Multiple Myeloma (MM) is the second most common hematological malignancy, typically associated with a disturbed immune surveillance. Although the development of immunotherapies has prolonged the survival rate in MM, patients often relapse. Therefore, a thorough understanding of immune subtypes during MM progression is still needed to develop novel, and improve the current therapeutic approaches.
We aimed to fully map the immune cell compartment within the tumor microenvironment (TME) of the immunocompetent 5T33MM mouse model. At distinct stages of disease progression, we assessed the heterogeneity and activation status of key players in mounting an anti-tumor immune response being; the DC and T-cell compartment.

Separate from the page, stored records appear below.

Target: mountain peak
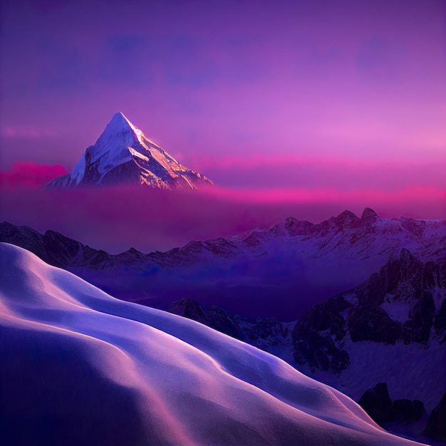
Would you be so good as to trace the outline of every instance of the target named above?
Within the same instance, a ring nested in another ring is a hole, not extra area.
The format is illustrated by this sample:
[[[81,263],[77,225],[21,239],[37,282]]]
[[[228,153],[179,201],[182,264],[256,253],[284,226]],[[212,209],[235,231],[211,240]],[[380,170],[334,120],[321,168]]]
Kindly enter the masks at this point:
[[[115,113],[71,174],[47,187],[138,185],[157,189],[197,189],[212,185],[204,175],[182,166],[148,140],[122,112]]]

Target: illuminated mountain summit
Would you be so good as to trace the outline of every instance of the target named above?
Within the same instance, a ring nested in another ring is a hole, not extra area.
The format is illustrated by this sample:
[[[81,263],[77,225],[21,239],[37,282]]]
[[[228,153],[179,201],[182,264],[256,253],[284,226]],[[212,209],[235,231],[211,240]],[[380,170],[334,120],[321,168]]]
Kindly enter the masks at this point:
[[[188,190],[213,183],[180,164],[118,112],[71,173],[55,178],[47,187],[121,184]]]

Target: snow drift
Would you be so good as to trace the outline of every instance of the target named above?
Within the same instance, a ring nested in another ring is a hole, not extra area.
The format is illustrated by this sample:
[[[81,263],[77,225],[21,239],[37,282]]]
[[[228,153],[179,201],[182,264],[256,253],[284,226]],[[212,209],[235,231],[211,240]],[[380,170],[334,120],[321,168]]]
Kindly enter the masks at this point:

Single cell RNA-sequencing and flow cytometry data revealed the presence of cDC subsets within the TME. However, the expression level of activation markers decreased upon MM disease progression, suggesting a less activated DC profile in MM-bearing mice. Interestingly, despite the increased proportion of effector memory T cells in the TME, they are unable to control tumor growth. Therefore, we aimed to stimulate DC activation by using aCD40 therapy in vivo. aCD40 therapy significantly increased the activation status of cDCs, which was accompanied with an increase in CCR7+ cDCs. Moreover, we observed an increase in the proportion of effector memory T cells in the TME, which resulted in a significant drop in tumor load.
We believe our findings demonstrate the overlooked importance of cDCs in anti-MM responses, as we provide the first preclinical evidence that in vivo activated cDCs by aCD40 therapy could increase effector immune responses, resulting in a significant decrease in tumor load.